As I said, fingers crossed they find someone and this worry will be for nothing. It is amicable at the moment, I don’t think the leaver would willingly make all his friends homeless. The landlord may be willing to compromise rather than have an empty house in September too.

Most guarantor agreements say that, but if it's a joint and several contract, your dc (and therefore their guarantor) could find that they are jointly liable for the whole property in any case. Not saying that this is the situation for your ds, but I've seen people caught out by this previously.

MadameBethune · 14/06/2026 19:15

There can be quite a few students who start looking for a room over the summer, for various reasons. Those who get a place through clearing; those who repeat a year; others who have been shafted by the friends they thought they were sharing with, or suddenly split up with boyfriend/girlfriend and can't face sharing; or others who just left it late.

My DS only found his placement in industry in August last year. He didn't sign up for a share with his pals because he thought he'd be away working, so when he hadn't got anything by July , he started trying to find a room in a house share, thinking he would have to continue with the studying part of the course. His friend didn't get an industry placement, and had to find a room instead.

The letting agent should also help with finding a replacement , and there will be loads of Facebook boards and things like that. Or Sparerooms.com.
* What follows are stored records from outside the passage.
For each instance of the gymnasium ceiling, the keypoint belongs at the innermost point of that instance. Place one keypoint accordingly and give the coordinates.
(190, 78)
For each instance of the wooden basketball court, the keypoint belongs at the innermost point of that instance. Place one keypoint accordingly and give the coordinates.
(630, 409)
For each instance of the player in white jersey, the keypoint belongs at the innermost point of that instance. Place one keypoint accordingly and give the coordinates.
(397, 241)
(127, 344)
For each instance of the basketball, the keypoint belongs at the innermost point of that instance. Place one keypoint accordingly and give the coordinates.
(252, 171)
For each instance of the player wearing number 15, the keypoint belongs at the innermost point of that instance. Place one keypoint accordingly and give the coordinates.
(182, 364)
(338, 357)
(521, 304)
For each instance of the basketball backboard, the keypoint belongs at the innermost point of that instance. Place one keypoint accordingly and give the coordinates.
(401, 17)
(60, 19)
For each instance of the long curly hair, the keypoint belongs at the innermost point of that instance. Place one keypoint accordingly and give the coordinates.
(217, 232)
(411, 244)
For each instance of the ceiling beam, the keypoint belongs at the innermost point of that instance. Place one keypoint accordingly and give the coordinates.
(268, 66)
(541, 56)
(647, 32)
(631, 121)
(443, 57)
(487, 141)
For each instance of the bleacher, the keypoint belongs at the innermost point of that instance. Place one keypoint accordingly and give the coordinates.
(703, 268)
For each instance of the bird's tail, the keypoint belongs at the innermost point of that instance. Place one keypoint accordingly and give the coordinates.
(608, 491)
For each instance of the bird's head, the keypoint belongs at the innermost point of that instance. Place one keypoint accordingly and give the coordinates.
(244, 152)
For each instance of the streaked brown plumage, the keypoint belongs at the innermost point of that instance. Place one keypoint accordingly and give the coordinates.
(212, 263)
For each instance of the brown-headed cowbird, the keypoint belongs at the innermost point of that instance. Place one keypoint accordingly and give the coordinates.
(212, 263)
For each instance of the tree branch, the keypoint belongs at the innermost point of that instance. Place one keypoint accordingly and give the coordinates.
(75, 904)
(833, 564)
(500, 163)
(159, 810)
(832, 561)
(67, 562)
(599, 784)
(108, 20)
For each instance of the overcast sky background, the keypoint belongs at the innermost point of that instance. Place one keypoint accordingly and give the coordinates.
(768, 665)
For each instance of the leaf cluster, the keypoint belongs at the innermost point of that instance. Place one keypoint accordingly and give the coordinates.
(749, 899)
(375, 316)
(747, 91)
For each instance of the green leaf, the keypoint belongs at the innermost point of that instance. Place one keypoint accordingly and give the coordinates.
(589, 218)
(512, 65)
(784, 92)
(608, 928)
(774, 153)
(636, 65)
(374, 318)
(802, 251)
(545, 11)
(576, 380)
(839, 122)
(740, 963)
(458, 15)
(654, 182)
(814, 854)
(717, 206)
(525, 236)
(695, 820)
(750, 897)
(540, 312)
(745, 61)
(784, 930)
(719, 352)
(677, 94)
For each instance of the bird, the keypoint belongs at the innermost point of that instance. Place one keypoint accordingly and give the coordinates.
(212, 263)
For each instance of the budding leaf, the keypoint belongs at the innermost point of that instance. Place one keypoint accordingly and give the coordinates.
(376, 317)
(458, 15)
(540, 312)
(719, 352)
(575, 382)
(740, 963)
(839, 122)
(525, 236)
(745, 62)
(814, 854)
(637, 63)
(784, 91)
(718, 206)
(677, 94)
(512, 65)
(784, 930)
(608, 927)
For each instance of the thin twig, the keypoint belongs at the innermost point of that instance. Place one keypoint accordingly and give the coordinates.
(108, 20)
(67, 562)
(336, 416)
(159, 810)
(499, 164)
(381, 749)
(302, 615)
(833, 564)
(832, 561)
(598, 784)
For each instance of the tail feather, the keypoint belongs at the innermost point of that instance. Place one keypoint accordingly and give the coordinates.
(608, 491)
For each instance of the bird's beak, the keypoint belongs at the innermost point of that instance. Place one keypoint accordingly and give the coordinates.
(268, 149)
I would be telling the letting agents firmly that it is not down to the leaver to find a new tenant.

jazzmin · 14/06/2026 19:17

trimmedown · 14/06/2026 19:05

You may be only responsible for your son's share, but your son's share will include the other housemates' shares if they go awol and their outstanding debt can't be recovered from their guarantors!

Edited

As I have said, this is not the case here.

OP posts:
Comefromaway · 14/06/2026 19:41

So does the tenancy agreement state that you are only guaranteeing one sixth of the total rent or does it say you are guaranteeing your child’s liability.

it is very unusual (though not impossible) for the former to be the case & required very specific wording.

jazzmin · Yesterday 16:56

The guarantor says the amount per month I am guarantor for which is a sixth of the total rent.
Still kind of not the point of the post - no one will be liable for paying it for the year if he can give 2 months notice and they will all be without a house to move into next term.

I had another thought about council tax too if he is no longer a student. That will be a lot on his own, even if only for a couple of months.

OP posts:
BrookStreamRiverlet · Yesterday 20:12

Most international students I know end up in private halls precisely because of lack
of guarantors.

If you think it is bad that one student can end the tenancy - in Scotland they all need to agree to end the tenancy so if one leaves the country /goes awol without doing so they cannot end the tenancy!!! This has just changed so you can now give the other tenants in a shared tenancy theee months notice then unilaterally submit one months notice to the landlord.

Mumto4loveliesxx · Yesterday 20:26

titchy · 12/06/2026 21:18

Overseas students can pay for guarantors though. There several companies that offer this.

The guarantor company needs to be paid continuously by the tenant for their guarantor services, like an insurance policy, and they only offer a year’s contract at a time, dependent on the tenant’s circumstances. So while these new tenancies are of indefinite length, the guarantor service certainly isn’t, rendering it useless in my opinion.